Iceberg is an attempt to standardize that in a way. But now you can have multiple systems, both reading and writing data that is stored in this sort of cheap, durable storage on S3. So the promise of something like Iceberg, I don't think we're quite yet at the realization, but the promise is you can basically have Iceberg be the core system of record, where all your data lives, and you can have a whole bunch of specialized data processing tools that live outside, and each are able to access the same data.
You don't have to have an ETL process that moves the data back and forth between the systems. You just have sort of one centralized repository of data, and it lives in open file formats like Parquet. Iceberg defines where, how to find the tables reasonably efficiently. Then you can have, if you want some custom AI tool to read it, you can do that. You want a BI dashboard tool to read it, you can do that. You want a distributed SQL database to read it, you can do that.

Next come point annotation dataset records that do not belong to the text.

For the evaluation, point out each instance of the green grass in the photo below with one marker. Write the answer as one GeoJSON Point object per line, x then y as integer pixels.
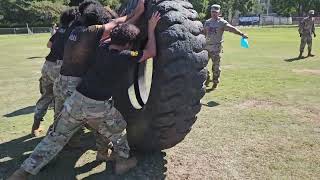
{"type": "Point", "coordinates": [263, 121]}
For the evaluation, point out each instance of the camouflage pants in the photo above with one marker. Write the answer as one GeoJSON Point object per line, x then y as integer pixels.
{"type": "Point", "coordinates": [214, 52]}
{"type": "Point", "coordinates": [306, 39]}
{"type": "Point", "coordinates": [50, 71]}
{"type": "Point", "coordinates": [63, 88]}
{"type": "Point", "coordinates": [79, 110]}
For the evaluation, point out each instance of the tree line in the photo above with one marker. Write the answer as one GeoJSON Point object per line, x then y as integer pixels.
{"type": "Point", "coordinates": [15, 13]}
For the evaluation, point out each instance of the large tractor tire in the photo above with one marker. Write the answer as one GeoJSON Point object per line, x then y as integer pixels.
{"type": "Point", "coordinates": [177, 86]}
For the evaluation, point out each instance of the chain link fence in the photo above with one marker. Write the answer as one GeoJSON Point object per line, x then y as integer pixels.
{"type": "Point", "coordinates": [25, 30]}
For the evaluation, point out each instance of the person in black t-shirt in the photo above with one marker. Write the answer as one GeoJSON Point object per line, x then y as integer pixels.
{"type": "Point", "coordinates": [81, 46]}
{"type": "Point", "coordinates": [51, 68]}
{"type": "Point", "coordinates": [86, 105]}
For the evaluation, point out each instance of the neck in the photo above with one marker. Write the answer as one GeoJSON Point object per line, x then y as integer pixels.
{"type": "Point", "coordinates": [117, 47]}
{"type": "Point", "coordinates": [215, 18]}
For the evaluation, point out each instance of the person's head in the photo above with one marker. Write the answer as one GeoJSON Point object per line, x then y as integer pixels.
{"type": "Point", "coordinates": [94, 14]}
{"type": "Point", "coordinates": [124, 35]}
{"type": "Point", "coordinates": [215, 11]}
{"type": "Point", "coordinates": [311, 13]}
{"type": "Point", "coordinates": [68, 16]}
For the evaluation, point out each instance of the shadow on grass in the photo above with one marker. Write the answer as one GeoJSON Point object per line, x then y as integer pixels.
{"type": "Point", "coordinates": [295, 59]}
{"type": "Point", "coordinates": [35, 57]}
{"type": "Point", "coordinates": [13, 153]}
{"type": "Point", "coordinates": [23, 111]}
{"type": "Point", "coordinates": [211, 104]}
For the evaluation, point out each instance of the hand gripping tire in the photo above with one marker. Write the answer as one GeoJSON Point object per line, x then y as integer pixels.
{"type": "Point", "coordinates": [179, 72]}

So that's the vision. I don't think we're quite at the vision yet, but the vision is you can basically have a database where the data files are shared across different systems.
Olimpiu Pop: Great. So if I got it correctly, for a long period of time, we had data pipelines that were taking it through all the phases. Then we have the other side with the ETL. Now with Apache Iceberg, probably we will have something that is much more efficient where you store the data and then it's easy to extract regardless of the space where it's coming from. Do I get it correctly?
Andrew Lamb: I mean, that's the pitch. But you might imagine, there's a bunch of vendors that are very interested in who controls what part of your data pipeline. So I would say there's a lot going on in the space right now. Okay.
Olimpiu Pop: So let's meet in one or two years and see where we got. Okay. Thank you, Andrew. Anything else that you'd like to add? Something that we missed?
Andrew Lamb: No, thank you for having me on. This is great. I know we had a lot to cover, but it's an exciting time to be in databases.
Olimpiu Pop: We're sure that we'll talk again. Thank you for the time.
Andrew Lamb: Thank you very much. Yeah.